The UK government has rolled out new plans to strengthen voluntary carbon and nature markets. These markets help businesses reduce emissions. They do this by funding eco-friendly projects. Examples include tree planting, electric vehicles, and forest protection.
The government wants to boost these markets. This will bring in private funding, boost climate efforts, and create new revenue for British businesses. Landowners and farmers will benefit the most.
According to the Department for Energy Security and Net Zero, the UK’s total greenhouse gas emissions in 2024 were around 371 million tonnes of CO2 equivalent. That’s 4% lower than in 2023, when emissions were 385 million tonnes.
Compared to 1990 levels, emissions in 2024 dropped by 54%. Carbon dioxide was the biggest contributor, making up about 78% of the total emissions.

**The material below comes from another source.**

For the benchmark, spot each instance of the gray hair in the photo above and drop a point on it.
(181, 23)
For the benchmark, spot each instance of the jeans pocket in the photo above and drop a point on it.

A Global Role for the UK in Green Finance
BeZero Carbon says that the UK has long been a pioneer in carbon markets. Back in 2002, it launched the first national greenhouse gas trading system.
Internationally, it has helped shape carbon rules under the Paris Agreement, including at COP29. Recent data reveals that UK companies are the top users of voluntary carbon credits in the G7. They lead in both total volume and GDP comparison.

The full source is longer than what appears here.